Oh, don’t tell me about HG’s accent: you are so right! That and his voice… No cowboy hat needed, there. (Wouldn’t go with the accent anyway, would it 🙂 )
Your English both written and spoken is excellent.
Thank you, HG.
I’ve just remembered that half-American narcex said he had a Stetson, but I never saw him wearing it.
And I have just seen HG’s “bien sûr”, and your comment about him saying it with an English accent! Just as well, or I might have gone all silly, haha.
I too am having a strange WordPress moment.
A couple of days ago, I completely lost the ability to reply on the WP app both on my phone and within my blog too. However I could by accessing narcsite itself.
I can see the comment but I cannot reply. I get the message ‘jetpack error’
However, I checked again today and all is good.
‘The British have a lot to learn about being gentlemen’
I had to run a discrete check about the matters of your location. Charleston.

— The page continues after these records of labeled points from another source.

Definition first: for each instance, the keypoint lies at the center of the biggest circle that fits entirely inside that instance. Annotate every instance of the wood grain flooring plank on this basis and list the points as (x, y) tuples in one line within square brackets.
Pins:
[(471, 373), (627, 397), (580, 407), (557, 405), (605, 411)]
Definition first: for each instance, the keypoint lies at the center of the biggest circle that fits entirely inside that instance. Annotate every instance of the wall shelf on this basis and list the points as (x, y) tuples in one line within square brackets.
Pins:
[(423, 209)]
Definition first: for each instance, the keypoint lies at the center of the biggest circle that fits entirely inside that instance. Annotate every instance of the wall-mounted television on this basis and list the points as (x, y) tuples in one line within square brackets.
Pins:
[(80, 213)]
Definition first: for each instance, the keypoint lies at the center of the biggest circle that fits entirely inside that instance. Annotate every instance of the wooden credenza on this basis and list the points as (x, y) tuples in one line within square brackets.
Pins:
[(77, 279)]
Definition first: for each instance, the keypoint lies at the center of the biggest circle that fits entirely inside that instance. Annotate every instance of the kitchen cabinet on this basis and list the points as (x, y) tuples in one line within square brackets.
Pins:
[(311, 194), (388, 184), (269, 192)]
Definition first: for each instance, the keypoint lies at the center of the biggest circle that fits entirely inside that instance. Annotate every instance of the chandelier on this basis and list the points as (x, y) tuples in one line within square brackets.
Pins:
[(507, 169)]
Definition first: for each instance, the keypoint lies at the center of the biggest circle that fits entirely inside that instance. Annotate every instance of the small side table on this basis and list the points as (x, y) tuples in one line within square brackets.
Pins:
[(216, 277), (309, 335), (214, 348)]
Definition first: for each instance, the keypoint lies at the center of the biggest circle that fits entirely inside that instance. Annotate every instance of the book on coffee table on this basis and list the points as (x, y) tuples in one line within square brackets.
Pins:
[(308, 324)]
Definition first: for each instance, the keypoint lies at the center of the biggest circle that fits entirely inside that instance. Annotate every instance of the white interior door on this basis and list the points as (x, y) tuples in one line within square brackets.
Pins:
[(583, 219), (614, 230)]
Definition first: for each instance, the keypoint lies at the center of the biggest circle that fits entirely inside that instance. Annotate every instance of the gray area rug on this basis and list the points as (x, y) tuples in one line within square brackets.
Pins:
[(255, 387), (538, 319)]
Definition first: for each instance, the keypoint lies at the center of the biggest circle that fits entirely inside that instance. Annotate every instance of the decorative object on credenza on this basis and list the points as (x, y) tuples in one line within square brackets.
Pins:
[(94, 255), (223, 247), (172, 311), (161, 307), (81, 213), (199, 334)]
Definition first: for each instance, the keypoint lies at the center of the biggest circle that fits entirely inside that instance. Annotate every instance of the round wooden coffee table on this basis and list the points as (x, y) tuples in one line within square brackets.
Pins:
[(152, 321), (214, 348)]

I don’t think tipping your hat and saying ‘ma’am’ every so often qualifies tbh.
I mean Stetsons? Plus the obligatory cowboy boots? Sweet baby Jesus. Garish and frankly vulgar suits?
The mark of a true gentleman is really how he conducts himself. Not what he wears.
The Britsh need to learn how to conduct themselves.
Never mind America, Mummy still loves you.
I’m actually going to make this worse now ha ha. The tipping of the hat was more common in Tennessee and the accent was divine. The land of country music is technically not my preferred choice of men’s attire by any stretch but I’ll admit, the guys wore it well!
SC was very different, the area itself was beautiful, Charleston has a great vibe to it, painted houses wooden porches. I didn’t warm to the people there as much though. That could simply have been down to a wrong choice of neighbourhood. Very networking, less genuine than TN. As I say, I likely just fell unlucky with that particular subdivision. Charleston definitely is a city of contrasts and not without its problems. I witnessed racism there on an almost daily basis and in both directions. That said, I did meet some genuinely warm people during my time there.
Agree, being a gentleman is more than what they wear. My experience of the South was that the respect shown to women was engrained in boys from a very early age. My children went to elementary school there and it was part of the general expected behaviour right from the get go.
I have witnessed British men being gentlemen too. Manners and respect for others cost nothing and I am very keen on instilling that in the boychild. People are people, good and bad, gentlemen and non gentlemen, everywhere I’ve lived. I never found the perfect place. All with plus and minus points across a wide range of things from people to health to taxes to social issues. Take as you find, I thing, never found a golden ticket yet!
Ha ha Fiddleress, I was chuckling away when I put that. HG was a good sport letting it through.